対象機器への適用については提供準備完了次第、各製品で順次ご案内させていただきます。
2 回避策
SVPをご使用の場合:
- SVPをセキュアな環境で使用してください。
- SVPをセキュアな環境に変更できない場合は、SVPをシャットダウン*1または、SVPのStorage Navigatorサービスを停止してください。SVPのStorage Navigatorサービス停止手順の詳細等はサポートへお問合せください。
Export Tool2をご使用の場合:
- Export Tool2を使用しないでください。*2
<注意:SVPシャットダウンまたは、サービス停止時の影響>
- ストレージ管理ソフトとの連携ができなくなります。
- Encryption License Keyを鍵管理サーバ連携で使用している場合、定期バックアップ実行敗や、鍵暗号化鍵を保護する設定で使用している場合に装置電源OFF/ONを実施すると論理ボリュームが閉塞します。
- 日立遠隔保守支援システム(ASSIST)による障害監視がおこなえません。*3
- *1:
- Hitachi Virtual Storage Platform E390, E390H, E590, E590H, E790, E790Hにおいて、SVPをシャットダウンした場合、SVPとストレージ間の死活監視ができなくなるため、AlertとしてSIM=7d0c0x(GUM-SVP間通信障害)がMaintenance Utilityと各通報機能(ASSIST/SNMP/E-mail/Syslog)に報告されますが、ストレージシステムへの影響はありません。

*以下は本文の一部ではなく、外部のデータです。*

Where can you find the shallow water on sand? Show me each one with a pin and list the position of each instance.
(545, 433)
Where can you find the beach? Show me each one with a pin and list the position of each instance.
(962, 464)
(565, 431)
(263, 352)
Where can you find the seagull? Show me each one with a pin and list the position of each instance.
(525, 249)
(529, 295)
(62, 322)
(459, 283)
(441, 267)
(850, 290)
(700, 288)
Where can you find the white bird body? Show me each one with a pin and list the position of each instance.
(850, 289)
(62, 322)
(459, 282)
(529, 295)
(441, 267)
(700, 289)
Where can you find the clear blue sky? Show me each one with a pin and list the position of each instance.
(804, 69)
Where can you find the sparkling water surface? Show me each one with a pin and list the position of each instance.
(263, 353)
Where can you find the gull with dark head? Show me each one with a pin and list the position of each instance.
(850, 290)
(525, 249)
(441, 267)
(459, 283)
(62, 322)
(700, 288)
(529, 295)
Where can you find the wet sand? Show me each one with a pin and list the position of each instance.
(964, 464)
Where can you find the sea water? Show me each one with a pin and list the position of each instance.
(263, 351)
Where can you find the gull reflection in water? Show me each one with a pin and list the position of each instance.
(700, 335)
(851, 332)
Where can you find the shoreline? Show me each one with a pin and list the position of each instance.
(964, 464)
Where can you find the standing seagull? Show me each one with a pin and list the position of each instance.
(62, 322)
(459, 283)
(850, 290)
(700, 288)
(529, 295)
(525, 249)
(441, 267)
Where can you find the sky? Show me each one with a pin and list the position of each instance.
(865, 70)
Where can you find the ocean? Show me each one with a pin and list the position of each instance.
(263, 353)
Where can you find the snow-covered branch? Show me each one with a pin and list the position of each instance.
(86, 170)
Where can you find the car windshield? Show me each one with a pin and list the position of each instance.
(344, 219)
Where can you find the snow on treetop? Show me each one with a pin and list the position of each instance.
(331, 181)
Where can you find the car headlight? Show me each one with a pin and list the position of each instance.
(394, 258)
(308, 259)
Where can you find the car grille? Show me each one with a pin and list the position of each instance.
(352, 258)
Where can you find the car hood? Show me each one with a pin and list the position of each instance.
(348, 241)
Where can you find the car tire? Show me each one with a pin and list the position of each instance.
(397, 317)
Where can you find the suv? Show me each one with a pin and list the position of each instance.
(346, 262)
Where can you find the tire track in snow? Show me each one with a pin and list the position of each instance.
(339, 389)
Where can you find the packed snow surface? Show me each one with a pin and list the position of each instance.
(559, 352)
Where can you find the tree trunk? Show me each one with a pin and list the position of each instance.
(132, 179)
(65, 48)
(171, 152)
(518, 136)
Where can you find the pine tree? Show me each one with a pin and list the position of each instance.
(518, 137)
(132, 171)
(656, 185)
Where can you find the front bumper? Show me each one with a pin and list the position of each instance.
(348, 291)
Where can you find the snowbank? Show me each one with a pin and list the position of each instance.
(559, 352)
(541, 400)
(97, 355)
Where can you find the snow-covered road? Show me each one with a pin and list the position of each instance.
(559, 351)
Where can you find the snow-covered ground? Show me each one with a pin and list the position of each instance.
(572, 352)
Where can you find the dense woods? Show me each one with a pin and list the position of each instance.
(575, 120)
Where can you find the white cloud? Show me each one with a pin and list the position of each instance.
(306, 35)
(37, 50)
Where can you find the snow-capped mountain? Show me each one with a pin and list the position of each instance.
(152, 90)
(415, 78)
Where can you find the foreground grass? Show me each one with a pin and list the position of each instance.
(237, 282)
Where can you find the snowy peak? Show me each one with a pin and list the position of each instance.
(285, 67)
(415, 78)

なお、SVPのStorage Navigatorサービスを停止した場合においては、死活監視に影響はないため、本SIMは報告されません。
- *2:
- Hitachi Virtual Storage Platform G100, G200, G400, G600, G800, F400, F600, F800にExport Tool2はバンドルしていません。
- *3:
- Hitachi Virtual Storage Platform G100, G200, G400, G600, G800, F400, F600, F800のみ。
4. 本セキュリティホールに関する情報
各脆弱性の詳細については次のURLを参照してください。
注意:上記URLに記載の緩和策はお客さまで適用できません。回避策または恒久対策を適用してください。
6. 更新履歴
- 2021年12月28日: このセキュリティ情報ページを新規作成および発信しました。
- *
- 弊社では、セキュリティ対応に関して正確な情報を提供するよう努力しておりますが、セキュリティ問題に関する情報は変化しており、当ホームページで記載している内容を予告なく変更することがありますので、あらかじめご了承ください。情報ご参照の際には、常に最新の情報をご確認いただくようお願いします。
- *
- 当ホームページに記載されている製品には、他社開発製品が含まれております。これらのセキュリティ情報については他社から提供、または公開された情報を基にしております。弊社では、情報の正確性および完全性について注意を払っておりますが、開発元の状況変化に伴い、当ホームページの記載内容に変更が生じることがあります。
- *
- 当ホームページはセキュリティ情報の提供を目的としたものであり、法律上の責任を負うものではありません。お客さまが独自に行なった(あるいは行なわなかった)セキュリティ対応その他のご行為の結果につきまして、弊社では責任を負いかねます。